Furthermore, in all these propositions the fact is overlooked that no humanitarian proposition is valid unless it is applied to the whole human race. If I am bound to love my fellow-man, it is for reasons which apply to Laplanders and Hottentots just as much as to my neighbor across the street; our obligation to provide a menschenwürdiges Dasein is just as great toward Africans or Mongolians as towards Americans. It must certainly be as wide as all Menschen, that is, all human beings. There are millions of people on the globe whose mode of life, whose Dasein, is far below that of the most miserable wretch in the United States, never has been any better than it is, never will be any better as far ahead as anybody can see, and they cannot be said to be to blame for it. It is true that they do not know that they are badly off; they do not bother their heads about a menschenwürdiges Dasein. They do not work much and they are quite free from care—very much more so than the average American taxpayer. But, if we are to give a menschenwürdiges Dasein to those who have not got it, just because they have not got it (and no other reason is alleged in connection with the proposition before us), then the persons to whom I have referred have a very much stronger claim, for they are very much further away from it.

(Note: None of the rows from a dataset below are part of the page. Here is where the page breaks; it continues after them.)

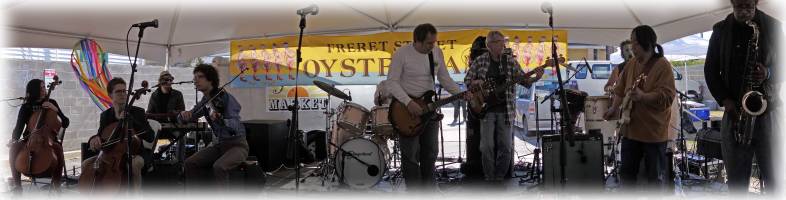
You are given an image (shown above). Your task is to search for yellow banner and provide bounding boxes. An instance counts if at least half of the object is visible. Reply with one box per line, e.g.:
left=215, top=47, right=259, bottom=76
left=265, top=86, right=328, bottom=112
left=229, top=30, right=568, bottom=87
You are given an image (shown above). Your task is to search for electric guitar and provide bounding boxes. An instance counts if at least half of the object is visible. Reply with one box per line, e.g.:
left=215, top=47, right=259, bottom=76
left=469, top=57, right=565, bottom=117
left=388, top=90, right=469, bottom=137
left=617, top=74, right=647, bottom=136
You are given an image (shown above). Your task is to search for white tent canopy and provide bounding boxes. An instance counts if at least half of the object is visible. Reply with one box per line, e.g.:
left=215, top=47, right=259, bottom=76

The next question is: what will be the effect on people of securing them a menschenwürdiges Dasein? Plainly it must be to pauperize them, that is, to take away all hope that they can ever win such an existence for themselves. If not, and if the proposition means only that we hope and strive to make our community as prosperous as possible, and to give everybody in it as good chances as possible, then that is just what we are trying to do now, to the best of our ability, and the proposal is only an impertinence; it interrupts and disturbs us without contributing anything to the matter in hand. Now it is one of the worst social errors to pauperize people; it demoralizes them through and through; it ruins their personal character and makes them socially harmful; it lowers their aims and makes sure that they will never have good ones; it corrupts their family life and makes sure that they will entail sordid and unworthy principles of action on their children. If any argument could be brought forward for an attempt to secure to every one an existence worthy of a man, it would be that, in that way, every one among us might be worthy to be a human being; but, whenever the attempt is made, the only result will be that those who get an existence worthy of a human being in that way are sure to be morally degraded below any admissible standard of human worth.

The next question is: who is to secure the mensehenwürdiges Dasein to the aforesaid persons? Evidently it can only be those who have already, no one knows by what struggles and self-denial, won it for themselves. This proposition, like all the others of the class to which it belongs, proposes to smite with new responsibilities, instead of rewards, the man who has done what every one ought to do. We are told what fine things would happen if every one of us would go and do something for the welfare of somebody else; but why not contemplate also the immense gain which would ensue if everybody would do something for himself? The latter is ever so much more reasonable than the former; for those who are now taking care of themselves have very little strength to spare, while those who are not now taking care of themselves might do a great deal more. The plan of securing to those who have not a menschenwürdiges Dasein that blessing, is a plan for leaving the latter at ease and putting more load on the former; to the society, therefore, it is doubly destructive, increasing its burdens and wasting its resources at the same time.

The next question is: what means are to be used to give a menschenwürdiges Dasein to everybody? To this there is no answer; we are left to conjecture. The most reasonable conjecture is that the proponents themselves do not know; they have not made up their minds; they have not really faced the question. A proposition to give everybody an existence worthy of a human being, without a specification of the measures by which it is proposed to do it, is like a proposition to make everybody handsome.

Our analysis has therefore shown that this noble sentiment is simply a bathos.